A typical data structure will involve subjects and features at different locations and/or times. For purposes of this example, we simulate 550 subjects and 55 features uniformly in a 1x2 and 3x3 grid, respectively.

```
set.seed(1214)
num_subj <- 9.5E2
num_bef <- 55
sub_df <- data_frame(x = runif(n = num_subj, min = 1, max = 2.0),
y = runif(n = num_subj, min = 1, max = 2.0),
class = "Subject")
bef_df <- data_frame(x = runif(n = num_bef, min = 0, max = 3.0),
y = runif(n = num_bef, min = 0, max = 3.0),
class = "BEF")
rbind(sub_df,bef_df) %>% ggplot(aes(x = x, y = y, color = class )) +
geom_point() + theme_bw() + ggtitle("Independence Configuration")
```

`rstap`

models data assuming the relationship between the mean and the covariates is the following:

\[
E[Y_i] = \alpha + Z_i \delta + X_i(\theta)\beta\\
X_i(\theta) = \sum_{d \in \mathcal{D}_i} \mathcal{K}_s(\frac{d}{\theta})
\] Where \(\mathcal{K}_s\) is a real-valued function such that \(\mathcal{K}_s:[0.\infty] \to [0,1]\). Furthermore, we have \(\mathcal{K}_s\) either monotonically decreasing or increasing depending on whether one is modeling a spatial or temporal relationship between the features and subjects, respectively. The default weight function for a spatial decay function in the `rstap`

package is the complementary error function, though others are available. For examples of others in use in the `rstap`

package see the Mis-Specified Weight Function vignette.
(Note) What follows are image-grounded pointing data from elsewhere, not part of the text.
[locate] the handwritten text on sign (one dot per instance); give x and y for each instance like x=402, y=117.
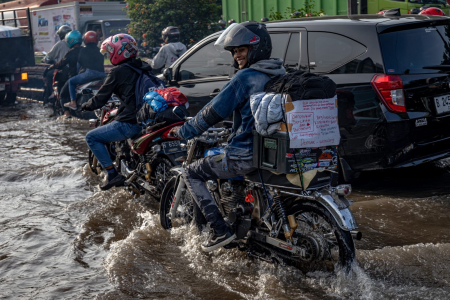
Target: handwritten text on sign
x=313, y=123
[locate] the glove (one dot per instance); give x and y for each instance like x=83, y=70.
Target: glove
x=85, y=107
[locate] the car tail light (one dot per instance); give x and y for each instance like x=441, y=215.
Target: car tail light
x=390, y=90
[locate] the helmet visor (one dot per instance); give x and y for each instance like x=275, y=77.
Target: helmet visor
x=234, y=36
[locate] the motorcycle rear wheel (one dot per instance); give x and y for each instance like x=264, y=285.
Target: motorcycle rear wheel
x=188, y=208
x=315, y=222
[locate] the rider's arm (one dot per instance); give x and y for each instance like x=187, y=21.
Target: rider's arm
x=105, y=92
x=160, y=59
x=218, y=109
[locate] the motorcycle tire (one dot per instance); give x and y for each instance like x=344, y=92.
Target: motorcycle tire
x=166, y=203
x=343, y=239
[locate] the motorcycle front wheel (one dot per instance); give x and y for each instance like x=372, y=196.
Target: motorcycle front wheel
x=187, y=211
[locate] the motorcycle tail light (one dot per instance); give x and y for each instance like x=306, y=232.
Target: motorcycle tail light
x=344, y=189
x=390, y=90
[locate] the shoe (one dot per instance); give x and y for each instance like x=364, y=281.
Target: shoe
x=216, y=241
x=119, y=180
x=70, y=106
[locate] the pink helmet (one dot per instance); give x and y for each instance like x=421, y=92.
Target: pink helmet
x=120, y=47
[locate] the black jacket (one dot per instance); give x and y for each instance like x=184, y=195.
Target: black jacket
x=91, y=58
x=121, y=80
x=71, y=59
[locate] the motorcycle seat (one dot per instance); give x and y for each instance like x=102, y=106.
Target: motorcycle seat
x=311, y=180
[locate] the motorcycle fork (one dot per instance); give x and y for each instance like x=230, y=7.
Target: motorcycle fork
x=181, y=187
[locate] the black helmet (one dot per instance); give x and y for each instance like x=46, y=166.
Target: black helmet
x=62, y=31
x=248, y=33
x=415, y=11
x=222, y=23
x=170, y=34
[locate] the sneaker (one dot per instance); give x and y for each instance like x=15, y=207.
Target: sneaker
x=216, y=241
x=118, y=180
x=70, y=106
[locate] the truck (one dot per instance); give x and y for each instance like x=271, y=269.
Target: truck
x=110, y=17
x=246, y=10
x=16, y=45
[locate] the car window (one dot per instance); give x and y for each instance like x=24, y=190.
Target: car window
x=292, y=59
x=205, y=63
x=328, y=51
x=279, y=43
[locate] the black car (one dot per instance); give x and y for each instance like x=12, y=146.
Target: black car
x=392, y=77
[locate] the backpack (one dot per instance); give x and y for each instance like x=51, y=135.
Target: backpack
x=145, y=83
x=302, y=85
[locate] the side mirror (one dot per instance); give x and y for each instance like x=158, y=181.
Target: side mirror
x=86, y=91
x=177, y=111
x=167, y=73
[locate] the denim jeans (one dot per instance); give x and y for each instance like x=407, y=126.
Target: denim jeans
x=82, y=78
x=114, y=132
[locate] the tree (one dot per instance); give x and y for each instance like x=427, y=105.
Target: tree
x=193, y=17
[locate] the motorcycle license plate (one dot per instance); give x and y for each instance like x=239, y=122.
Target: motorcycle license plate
x=172, y=147
x=442, y=104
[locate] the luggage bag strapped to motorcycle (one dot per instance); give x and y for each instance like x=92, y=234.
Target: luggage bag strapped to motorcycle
x=297, y=132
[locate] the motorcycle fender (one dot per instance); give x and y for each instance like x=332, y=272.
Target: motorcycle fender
x=344, y=217
x=177, y=169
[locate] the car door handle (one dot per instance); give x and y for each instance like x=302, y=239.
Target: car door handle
x=215, y=93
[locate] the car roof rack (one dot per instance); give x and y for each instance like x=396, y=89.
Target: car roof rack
x=394, y=12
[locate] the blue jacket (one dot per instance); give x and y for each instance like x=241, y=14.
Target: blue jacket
x=235, y=97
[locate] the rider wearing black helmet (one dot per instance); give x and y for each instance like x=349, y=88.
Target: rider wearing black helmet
x=53, y=56
x=171, y=51
x=251, y=48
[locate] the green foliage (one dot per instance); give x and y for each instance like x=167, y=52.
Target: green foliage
x=291, y=13
x=193, y=17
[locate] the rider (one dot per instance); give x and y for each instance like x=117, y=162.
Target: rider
x=74, y=40
x=121, y=80
x=172, y=49
x=91, y=66
x=54, y=55
x=251, y=47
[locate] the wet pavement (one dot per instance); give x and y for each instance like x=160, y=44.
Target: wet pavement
x=62, y=238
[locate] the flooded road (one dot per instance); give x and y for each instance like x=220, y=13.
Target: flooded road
x=62, y=238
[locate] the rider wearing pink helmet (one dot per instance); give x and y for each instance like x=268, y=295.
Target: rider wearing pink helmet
x=121, y=80
x=120, y=47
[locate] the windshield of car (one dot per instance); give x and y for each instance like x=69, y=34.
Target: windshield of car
x=408, y=51
x=115, y=27
x=441, y=2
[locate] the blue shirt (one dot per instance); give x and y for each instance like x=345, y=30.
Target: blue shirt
x=234, y=97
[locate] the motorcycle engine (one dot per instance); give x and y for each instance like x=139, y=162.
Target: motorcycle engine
x=232, y=194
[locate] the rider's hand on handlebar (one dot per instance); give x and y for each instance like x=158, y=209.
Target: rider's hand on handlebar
x=174, y=131
x=86, y=107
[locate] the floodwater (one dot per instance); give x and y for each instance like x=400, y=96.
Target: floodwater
x=62, y=238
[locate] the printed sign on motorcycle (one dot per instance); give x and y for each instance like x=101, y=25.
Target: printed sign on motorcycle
x=312, y=123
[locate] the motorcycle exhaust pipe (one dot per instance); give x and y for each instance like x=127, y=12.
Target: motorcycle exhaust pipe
x=357, y=235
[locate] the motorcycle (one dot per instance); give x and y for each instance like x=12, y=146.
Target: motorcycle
x=84, y=93
x=311, y=228
x=145, y=160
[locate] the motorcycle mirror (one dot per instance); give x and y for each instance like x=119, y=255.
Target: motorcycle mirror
x=177, y=111
x=86, y=91
x=167, y=72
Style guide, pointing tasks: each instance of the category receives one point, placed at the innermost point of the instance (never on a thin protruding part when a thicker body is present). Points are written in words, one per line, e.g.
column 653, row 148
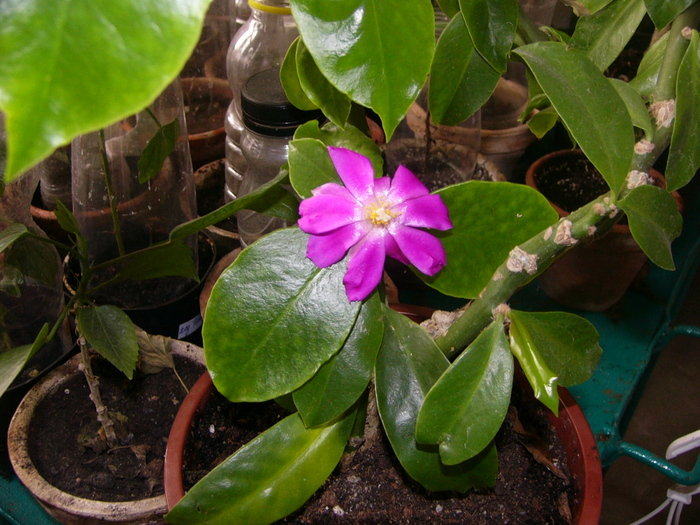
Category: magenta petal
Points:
column 325, row 213
column 366, row 266
column 423, row 250
column 405, row 185
column 355, row 171
column 427, row 211
column 329, row 248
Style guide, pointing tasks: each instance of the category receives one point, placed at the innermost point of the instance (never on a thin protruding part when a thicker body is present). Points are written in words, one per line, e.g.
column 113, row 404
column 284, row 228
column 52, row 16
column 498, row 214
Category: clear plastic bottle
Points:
column 259, row 44
column 270, row 122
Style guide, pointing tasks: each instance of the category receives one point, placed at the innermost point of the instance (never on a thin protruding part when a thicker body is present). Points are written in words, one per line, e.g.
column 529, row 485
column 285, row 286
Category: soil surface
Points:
column 374, row 489
column 68, row 452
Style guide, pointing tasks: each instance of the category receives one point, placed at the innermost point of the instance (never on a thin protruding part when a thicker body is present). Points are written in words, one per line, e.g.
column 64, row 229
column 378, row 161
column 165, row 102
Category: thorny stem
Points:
column 111, row 194
column 94, row 385
column 597, row 214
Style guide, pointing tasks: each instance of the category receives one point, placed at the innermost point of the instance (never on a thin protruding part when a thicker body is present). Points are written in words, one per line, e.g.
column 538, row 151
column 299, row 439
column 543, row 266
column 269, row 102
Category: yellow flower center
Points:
column 380, row 214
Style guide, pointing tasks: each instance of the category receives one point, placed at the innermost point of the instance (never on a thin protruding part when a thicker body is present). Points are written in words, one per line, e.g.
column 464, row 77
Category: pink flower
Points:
column 372, row 218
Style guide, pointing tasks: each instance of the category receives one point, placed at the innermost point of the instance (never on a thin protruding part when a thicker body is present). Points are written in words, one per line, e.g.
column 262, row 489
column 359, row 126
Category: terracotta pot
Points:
column 571, row 424
column 595, row 276
column 66, row 508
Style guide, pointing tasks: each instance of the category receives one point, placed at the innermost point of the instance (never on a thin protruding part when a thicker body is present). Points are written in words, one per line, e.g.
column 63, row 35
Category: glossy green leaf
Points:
column 536, row 369
column 635, row 104
column 467, row 405
column 157, row 150
column 124, row 54
column 589, row 106
column 341, row 380
column 491, row 24
column 290, row 80
column 274, row 318
column 66, row 219
column 489, row 219
column 268, row 478
column 270, row 198
column 648, row 71
column 568, row 343
column 684, row 154
column 310, row 164
column 13, row 361
column 662, row 12
column 603, row 36
column 461, row 81
column 110, row 331
column 654, row 221
column 371, row 37
column 335, row 105
column 173, row 259
column 408, row 365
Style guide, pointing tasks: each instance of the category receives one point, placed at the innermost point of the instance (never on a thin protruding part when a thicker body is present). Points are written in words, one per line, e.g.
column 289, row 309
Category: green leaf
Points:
column 310, row 164
column 157, row 150
column 290, row 80
column 567, row 343
column 603, row 36
column 124, row 53
column 654, row 221
column 66, row 219
column 268, row 478
column 335, row 104
column 467, row 405
column 13, row 361
column 9, row 235
column 173, row 259
column 371, row 37
column 270, row 198
column 588, row 105
column 341, row 380
column 648, row 71
column 408, row 364
column 684, row 154
column 274, row 318
column 491, row 24
column 110, row 331
column 538, row 373
column 635, row 105
column 662, row 12
column 461, row 81
column 489, row 219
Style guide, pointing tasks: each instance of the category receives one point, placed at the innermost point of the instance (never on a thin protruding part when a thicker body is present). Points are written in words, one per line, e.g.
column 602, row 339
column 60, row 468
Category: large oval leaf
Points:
column 568, row 343
column 684, row 154
column 361, row 47
column 268, row 478
column 603, row 36
column 654, row 222
column 73, row 66
column 467, row 405
column 110, row 331
column 461, row 81
column 593, row 112
column 341, row 380
column 489, row 219
column 408, row 365
column 274, row 318
column 491, row 24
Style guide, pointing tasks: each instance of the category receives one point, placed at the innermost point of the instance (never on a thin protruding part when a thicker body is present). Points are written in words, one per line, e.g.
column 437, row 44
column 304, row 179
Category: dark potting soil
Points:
column 571, row 183
column 373, row 488
column 68, row 452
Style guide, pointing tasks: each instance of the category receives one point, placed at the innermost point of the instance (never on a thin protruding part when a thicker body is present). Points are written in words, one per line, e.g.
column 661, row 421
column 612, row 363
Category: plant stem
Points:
column 94, row 385
column 111, row 194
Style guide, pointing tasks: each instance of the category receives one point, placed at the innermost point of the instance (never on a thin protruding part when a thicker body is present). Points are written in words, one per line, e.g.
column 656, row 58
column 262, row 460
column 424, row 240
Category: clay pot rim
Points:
column 582, row 453
column 52, row 496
For this example we use the following fixed parameters to simulate our dataset:

```
alpha <- 22.5
Z <- rbinom(n = num_subj, prob = .45, size = 1)
delta <- -.8
theta <- .5
theta_2 <- 3
beta <- 1.2
sigma <- 2.3
```

supposing we use **all** the features simulated in the space, then this results in the following dataset, with the following marginal distribution of the outcome, \(y\).

```
dists <- fields::rdist(as.matrix(sub_df[,1:2]),
as.matrix(bef_df[,1:2]))
X <- apply(dists,1,function(x) sum(pracma::erfc(x/theta)))
y <- alpha + Z*delta + X*beta + rnorm(n = num_subj, mean = 0, sd = sigma)
data_frame(BMI = y) %>% ggplot(aes(x=BMI)) + geom_density() + theme_bw() +
ggtitle("Marginal Distribution of Outcome")
```

The exposure decay function and histogram of the **standardized** exposure is as follows

```
d <- seq(from = 0, to = max(dists), by = 0.01)
X_theta_one <- pracma::erfc(d/theta)
par(mfrow = c(1,2))
plot(d,X_theta_one,type='l',main = "Exposure Decay Function", xlab = "Distance",
ylab = "Exposure")
hist(X, main = "Exposure Dist.")
```

We then set-up the two dataframes needed for stap to model these data. The first is a fairly typical data frame with the outcome, covariates and subject ID. This is the same kind of dataset that could be used with a function like `lm()`

```
subject_data <- data_frame(subj_id = 1:num_subj,
y = y,
sex = factor(Z,labels=c("M","F")))
subject_data %>% head() %>% knitr::kable()
```

The distance dataframe contains the corresponding subject id to pair with each built environment feature in the chosen space along with their associated distance. Note that the Built Environment Features are labeled as “Fast_Food” for this example - this will be important syntactically for the `stap_glm()`

function.

```
distance_data <- dists %>% as_data_frame() %>%
mutate(subj_id = 1:num_subj) %>%
gather(contains("V"),key = 'BEF',value = 'Distance') %>%
mutate(BEF = 'Fast_Food')
distance_data %>% head() %>% knitr::kable()
```

These data are then modeled with rstap in the following manner - note the placement of “Fast_Food” and `sap()`

, designating the rows labeled as Fast_Food in the distance_data as the appropriate ones to model as **Spatial** Aggregated Predictor with these data. Note that we sample the posterior with 4 chains for 2000 iterations here. This is very conservative and fewer samples/chains could be used when first fitting a model to make sure the sampler is functioning appropriately.

```
fit <- stap_glm(formula = y ~ sex + sap(Fast_Food),
subject_data = subject_data,
distance_data = distance_data,
family = gaussian(link = 'identity'),
subject_ID = 'subj_id',
prior = normal(location = 0, scale = 5,autoscale = F),
prior_intercept = normal(location = 25, scale = 5, autoscale = F),
prior_stap = normal(location = 0, scale = 3, autoscale = F),
prior_theta = log_normal(location = 1, scale = 1),
prior_aux = cauchy(location = 0,scale = 5),
max_distance = max(dists),
chains = 4, iter = 2E3, cores = 4) ## include all data
```

We’ll first look at the quick summary contained in the model’s print-out

`fit`

Further model details, including diagnostics concerning convergence properties can be found by using the `summary`

function:

`summary(fit, waic=T)`

Checking our estimates, the model captures the true values very well.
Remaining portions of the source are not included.